John Deere partners with ‘Uber of tractors’ startup Hello Tractor to expand its presence to African market
Deer & Co, the world’s leading farm equipment maker, announced today it is teaming up with Hello Tractor, a tractor-hailing agritech startup that help farmers to hail the machines via an app, monitors the vehicles’ movements and transmits usage information such as fuel levels, according to news first reported by Reuters.
As part of the partnership agreement, Deer is outfitting its tractors with startup Hello Tractor’s technology and betting on a future where farmers summon machines with the touch of a button.
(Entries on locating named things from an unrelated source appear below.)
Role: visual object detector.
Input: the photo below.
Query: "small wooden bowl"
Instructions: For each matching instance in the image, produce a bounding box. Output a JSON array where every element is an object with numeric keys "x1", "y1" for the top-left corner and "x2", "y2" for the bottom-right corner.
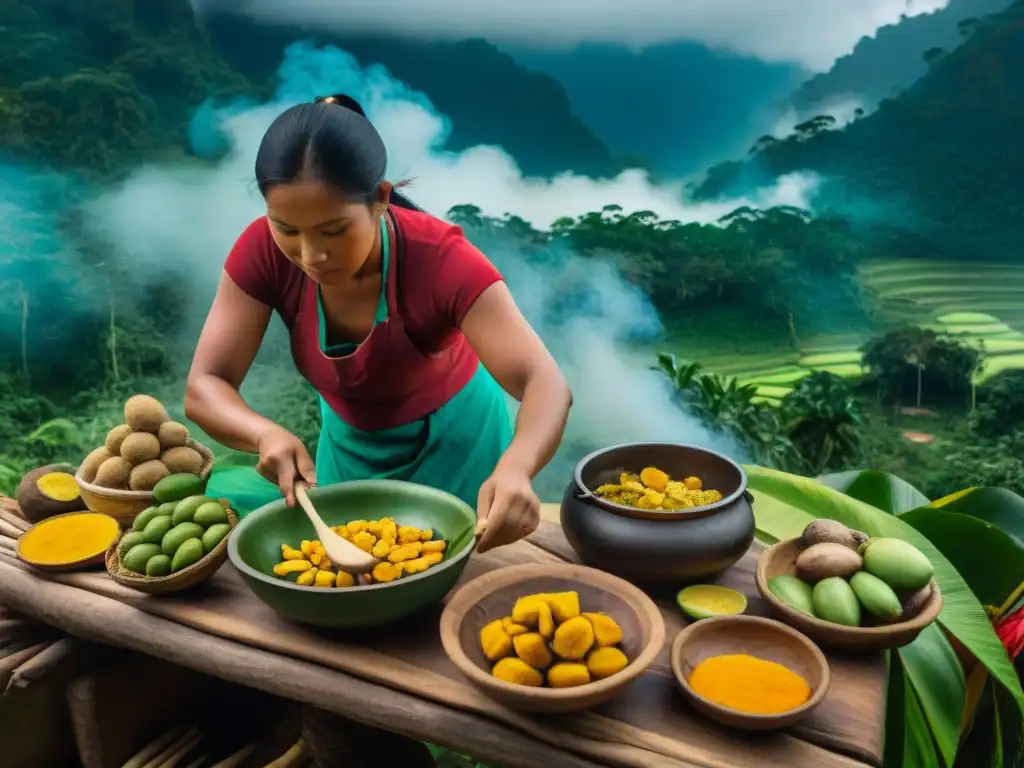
[
  {"x1": 440, "y1": 563, "x2": 665, "y2": 713},
  {"x1": 75, "y1": 437, "x2": 213, "y2": 527},
  {"x1": 14, "y1": 510, "x2": 124, "y2": 573},
  {"x1": 105, "y1": 509, "x2": 239, "y2": 595},
  {"x1": 754, "y1": 539, "x2": 942, "y2": 650},
  {"x1": 669, "y1": 616, "x2": 831, "y2": 731}
]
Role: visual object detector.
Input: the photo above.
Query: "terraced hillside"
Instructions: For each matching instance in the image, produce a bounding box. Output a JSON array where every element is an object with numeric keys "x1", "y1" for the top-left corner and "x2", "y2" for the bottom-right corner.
[{"x1": 663, "y1": 261, "x2": 1024, "y2": 404}]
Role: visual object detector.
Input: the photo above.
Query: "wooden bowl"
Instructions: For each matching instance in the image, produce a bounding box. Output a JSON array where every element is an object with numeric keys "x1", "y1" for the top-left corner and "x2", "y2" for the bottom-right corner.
[
  {"x1": 669, "y1": 616, "x2": 831, "y2": 731},
  {"x1": 755, "y1": 539, "x2": 942, "y2": 650},
  {"x1": 440, "y1": 563, "x2": 665, "y2": 713},
  {"x1": 75, "y1": 437, "x2": 213, "y2": 527},
  {"x1": 105, "y1": 502, "x2": 239, "y2": 595},
  {"x1": 14, "y1": 510, "x2": 124, "y2": 573}
]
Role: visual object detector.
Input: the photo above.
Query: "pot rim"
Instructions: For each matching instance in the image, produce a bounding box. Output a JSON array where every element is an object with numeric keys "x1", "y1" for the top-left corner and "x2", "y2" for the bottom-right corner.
[{"x1": 572, "y1": 440, "x2": 749, "y2": 520}]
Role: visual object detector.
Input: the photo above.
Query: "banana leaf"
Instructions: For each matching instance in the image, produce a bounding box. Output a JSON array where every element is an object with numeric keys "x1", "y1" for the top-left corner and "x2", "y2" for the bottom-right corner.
[
  {"x1": 745, "y1": 467, "x2": 1024, "y2": 765},
  {"x1": 818, "y1": 469, "x2": 930, "y2": 515},
  {"x1": 899, "y1": 512, "x2": 1024, "y2": 609},
  {"x1": 931, "y1": 488, "x2": 1024, "y2": 547}
]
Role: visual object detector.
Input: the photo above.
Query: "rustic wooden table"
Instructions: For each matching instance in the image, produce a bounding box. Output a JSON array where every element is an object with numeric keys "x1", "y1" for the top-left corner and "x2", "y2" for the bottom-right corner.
[{"x1": 0, "y1": 505, "x2": 886, "y2": 768}]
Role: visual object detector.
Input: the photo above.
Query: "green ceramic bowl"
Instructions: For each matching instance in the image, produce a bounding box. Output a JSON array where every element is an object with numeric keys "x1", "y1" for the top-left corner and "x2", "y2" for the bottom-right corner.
[{"x1": 227, "y1": 480, "x2": 476, "y2": 629}]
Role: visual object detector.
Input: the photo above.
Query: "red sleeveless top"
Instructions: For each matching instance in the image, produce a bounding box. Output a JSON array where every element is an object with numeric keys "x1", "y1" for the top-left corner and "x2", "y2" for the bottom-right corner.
[{"x1": 224, "y1": 207, "x2": 502, "y2": 430}]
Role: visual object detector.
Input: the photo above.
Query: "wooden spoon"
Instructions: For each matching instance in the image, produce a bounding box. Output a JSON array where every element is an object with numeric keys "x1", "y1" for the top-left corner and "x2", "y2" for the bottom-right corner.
[{"x1": 295, "y1": 482, "x2": 380, "y2": 575}]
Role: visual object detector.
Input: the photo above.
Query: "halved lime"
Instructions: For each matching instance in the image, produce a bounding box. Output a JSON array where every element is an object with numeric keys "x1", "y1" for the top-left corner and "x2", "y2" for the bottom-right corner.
[{"x1": 676, "y1": 584, "x2": 746, "y2": 620}]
The aim is to help the U.S. company boost sales of it famous green and yellow John Deere tractors, a tough task in a continent with the world’s highest poverty rate and the least mechanized agricultural sector.
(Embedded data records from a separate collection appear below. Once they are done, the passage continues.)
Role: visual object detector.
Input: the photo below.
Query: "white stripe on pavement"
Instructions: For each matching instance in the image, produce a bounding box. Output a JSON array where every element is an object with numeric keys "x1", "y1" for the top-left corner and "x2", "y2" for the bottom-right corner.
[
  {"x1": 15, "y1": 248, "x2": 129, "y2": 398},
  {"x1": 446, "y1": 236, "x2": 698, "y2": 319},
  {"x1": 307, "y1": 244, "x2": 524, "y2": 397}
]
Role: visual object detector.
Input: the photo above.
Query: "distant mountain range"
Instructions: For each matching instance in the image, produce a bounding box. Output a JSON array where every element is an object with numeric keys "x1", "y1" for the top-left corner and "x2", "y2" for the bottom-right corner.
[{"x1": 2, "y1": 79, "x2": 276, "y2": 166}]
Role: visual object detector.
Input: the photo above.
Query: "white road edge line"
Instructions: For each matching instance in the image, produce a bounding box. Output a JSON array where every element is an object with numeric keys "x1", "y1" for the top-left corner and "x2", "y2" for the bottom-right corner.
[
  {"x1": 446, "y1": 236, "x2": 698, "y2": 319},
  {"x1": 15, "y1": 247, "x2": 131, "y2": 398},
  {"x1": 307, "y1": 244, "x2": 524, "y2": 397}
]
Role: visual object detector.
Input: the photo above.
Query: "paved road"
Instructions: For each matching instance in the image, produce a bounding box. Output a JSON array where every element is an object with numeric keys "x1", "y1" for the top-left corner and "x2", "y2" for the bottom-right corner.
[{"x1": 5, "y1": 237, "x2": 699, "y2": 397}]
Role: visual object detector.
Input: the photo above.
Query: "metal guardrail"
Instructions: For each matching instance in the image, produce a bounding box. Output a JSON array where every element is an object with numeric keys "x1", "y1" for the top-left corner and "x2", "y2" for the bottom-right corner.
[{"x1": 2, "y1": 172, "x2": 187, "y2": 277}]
Deere is currently testing the technology – a small black box fitted beneath dashboards – on around 400 tractors in Ghana and Kenya. It told Reuters it plans to roll out the devices across Africa in the second half of this year, offering it to all contractors who buy its equipment on the continent.
Founded in 2014 by Jehiel Oliver and Van Jones, Hello Tractor is an agtech social enterprise startup that focuses on connecting tractor owners and smallholder farmers in Sub-Saharan Africa through a farm equipment sharing application. Over the years, the startup has emerged as the leading provider of technology solutions designed for the tractor services market, capturing 75% of private commercial tractor inflows to Nigeria, expanding to a total of 16 markets across the continent as well as reaching well over 500,000 smallholder farmers.
Hello Tractor offers technology for smarter, better maintained, and more profitable tractors now powered by artificial intelligence for better and faster decision making. Hello Tractor also enables farmers to request affordable tractor services, while providing enhanced security to tractor owners through remote asset tracking and virtual monitoring. This value also extends to banks financing tractors and dealers who service them.
Jacques Taylor, who heads John Deere’s sub-Saharan Africa business, said that the continent badly needs more machinery to develop its farming industry but most farmers don’t have the scale to justify a large investment.
“We would like to see that every farmer has access to mechanization,” he told Reuters. “The gap that we’ve identified is, how do we connect small farmers with tractor owners?”